Our trucks cant do it. When we used the extended cab we had no issues but now we have a crew cab and two dump trucks and the dump trucks are too wide (dullie) and the crew cab is too long and cant make the turn on the circle part of the hill. I tried and put a big dent in the nurf bar. A single wheel dump truck can do it or a regular cab pick up and even the extended cab pick up can do it. If you're serious and want the driveway give me a call at 203-856-5602
She has been my customer for the last 4 years. She always pays on time. The street she is on is Moriarity Drive in Wilton. You take Belden hill road to Old Huckleberry rd and its a right off that.


----------



## Maleko (Sep 20, 2004)

Wish i was closer. Wilton is a bit out of the way for me.. Ill spread the word here around me.
.( Danbury area )


----------



## Playboy (Sep 8, 2004)

Do u do the ridgefield line? My landlord asked me if I could put her sons place on my list but I told her its way too far from all my houses. I've never seen the driveway so I can't say if its worth it or not but if ur interested ill try to get the info from her.


----------



## Playboy (Sep 8, 2004)

Bump before the next snow fall....


----------



## Maleko (Sep 20, 2004)

Playboy;1198943 said:


> Bump before the next snow fall....


 Are you asking me?
if so it would depend what side of Ridgefield it was..


----------



## Playboy (Sep 8, 2004)

Yeah I am. I think its on the danbury line. Ill post the address here when I get home.


----------



## Maleko (Sep 20, 2004)

Playboy;1200594 said:


> Yeah I am. I think its on the danbury line. Ill post the address here when I get home.

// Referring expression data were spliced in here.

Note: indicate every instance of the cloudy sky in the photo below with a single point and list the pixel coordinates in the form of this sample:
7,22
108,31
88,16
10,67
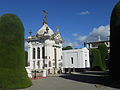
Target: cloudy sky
79,20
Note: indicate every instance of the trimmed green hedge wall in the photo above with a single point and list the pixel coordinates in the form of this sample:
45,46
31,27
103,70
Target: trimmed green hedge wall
12,55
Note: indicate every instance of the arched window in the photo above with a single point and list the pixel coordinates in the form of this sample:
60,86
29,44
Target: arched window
33,53
38,53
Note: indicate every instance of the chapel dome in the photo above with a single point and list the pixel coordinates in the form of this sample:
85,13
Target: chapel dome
45,30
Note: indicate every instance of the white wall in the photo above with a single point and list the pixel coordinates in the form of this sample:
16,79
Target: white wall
80,58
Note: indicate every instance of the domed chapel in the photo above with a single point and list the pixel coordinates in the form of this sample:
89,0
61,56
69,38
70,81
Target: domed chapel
45,49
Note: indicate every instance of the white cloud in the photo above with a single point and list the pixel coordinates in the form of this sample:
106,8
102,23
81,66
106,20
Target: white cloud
75,34
102,31
84,13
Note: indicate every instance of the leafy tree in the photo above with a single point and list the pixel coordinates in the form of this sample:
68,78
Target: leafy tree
104,53
67,48
114,42
12,56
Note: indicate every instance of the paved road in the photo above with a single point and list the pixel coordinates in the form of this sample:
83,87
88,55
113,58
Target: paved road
68,83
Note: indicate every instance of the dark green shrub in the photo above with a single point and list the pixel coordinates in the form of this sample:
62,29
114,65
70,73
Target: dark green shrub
114,41
26,58
12,55
95,60
67,48
104,53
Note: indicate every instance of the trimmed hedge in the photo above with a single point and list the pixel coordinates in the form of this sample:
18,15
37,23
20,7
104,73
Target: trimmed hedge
26,58
12,55
114,42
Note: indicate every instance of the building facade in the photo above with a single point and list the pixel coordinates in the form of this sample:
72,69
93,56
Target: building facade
45,50
76,59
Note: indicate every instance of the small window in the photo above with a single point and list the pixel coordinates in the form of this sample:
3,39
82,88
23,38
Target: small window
71,60
85,63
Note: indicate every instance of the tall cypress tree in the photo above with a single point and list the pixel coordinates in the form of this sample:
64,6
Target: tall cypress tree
115,42
12,55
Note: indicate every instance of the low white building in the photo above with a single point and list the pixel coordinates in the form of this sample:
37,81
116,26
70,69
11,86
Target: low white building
76,59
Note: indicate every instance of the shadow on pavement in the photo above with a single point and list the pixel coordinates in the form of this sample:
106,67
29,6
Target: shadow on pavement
93,77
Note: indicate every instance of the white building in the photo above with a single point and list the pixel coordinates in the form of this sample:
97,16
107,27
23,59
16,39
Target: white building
95,44
45,50
76,59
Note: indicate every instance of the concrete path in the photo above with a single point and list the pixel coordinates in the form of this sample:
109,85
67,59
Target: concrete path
68,82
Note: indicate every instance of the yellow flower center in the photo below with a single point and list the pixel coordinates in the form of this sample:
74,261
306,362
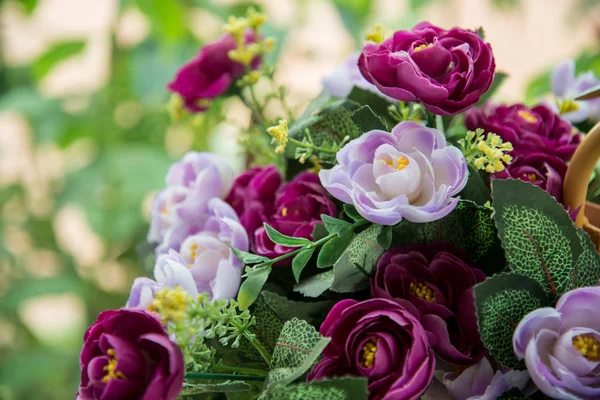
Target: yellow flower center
368,353
402,163
423,47
588,346
111,368
527,116
422,291
566,106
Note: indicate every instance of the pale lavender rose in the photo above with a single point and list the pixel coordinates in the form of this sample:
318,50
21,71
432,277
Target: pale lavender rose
478,382
170,271
566,87
213,265
410,173
561,346
180,210
346,76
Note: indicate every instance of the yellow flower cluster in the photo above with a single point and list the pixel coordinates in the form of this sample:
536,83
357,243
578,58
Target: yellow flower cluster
245,53
171,304
489,154
280,135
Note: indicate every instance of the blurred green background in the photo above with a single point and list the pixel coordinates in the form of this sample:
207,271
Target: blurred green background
85,139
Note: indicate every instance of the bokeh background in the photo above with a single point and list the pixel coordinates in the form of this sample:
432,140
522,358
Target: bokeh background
85,139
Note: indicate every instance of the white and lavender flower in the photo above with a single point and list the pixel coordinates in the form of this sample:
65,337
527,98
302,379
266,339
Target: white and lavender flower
566,86
410,173
180,209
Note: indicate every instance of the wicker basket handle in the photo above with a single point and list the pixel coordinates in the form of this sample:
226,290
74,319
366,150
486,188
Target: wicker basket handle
576,183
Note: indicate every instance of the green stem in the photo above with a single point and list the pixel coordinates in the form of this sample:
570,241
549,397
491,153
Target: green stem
252,339
439,124
224,377
241,370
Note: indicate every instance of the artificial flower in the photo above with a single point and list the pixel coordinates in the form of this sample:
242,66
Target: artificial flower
410,173
180,209
561,346
543,170
381,340
445,70
529,130
566,87
437,279
127,355
209,74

Ok. let me know.. Thanks....


----------



## Playboy (Sep 8, 2004)

Sugar hollow rd. Danbury


----------



## Playboy (Sep 8, 2004)

Wpw I'm giving away a good paying customer and no one jumped on it yet?...


----------



## pickupman96 (Dec 22, 2009)

I do the sugar hollow area if its still up, let me know i would be interested for sure


----------



## Playboy (Sep 8, 2004)

Still is up. No one put a bid in. Its my land lords sons place so the bill is going to her. Ill pm u the house number and my land lords info. Look at the house and give her an estimate for the driveway and the walkway is there is a walkway. I've never seen the house. I only do norwalk, Wilton, Weston and westport. I have 34 houses to do and can't take on anything that far away from my route.


----------



## Playboy (Sep 8, 2004)

Wont let me pm u. Give me a call. 
203-856-5602
Edgar


----------



## Playboy (Sep 8, 2004)

Bump..........


----------



## Playboy (Sep 8, 2004)

The free driveway in wilton has been given away.


----------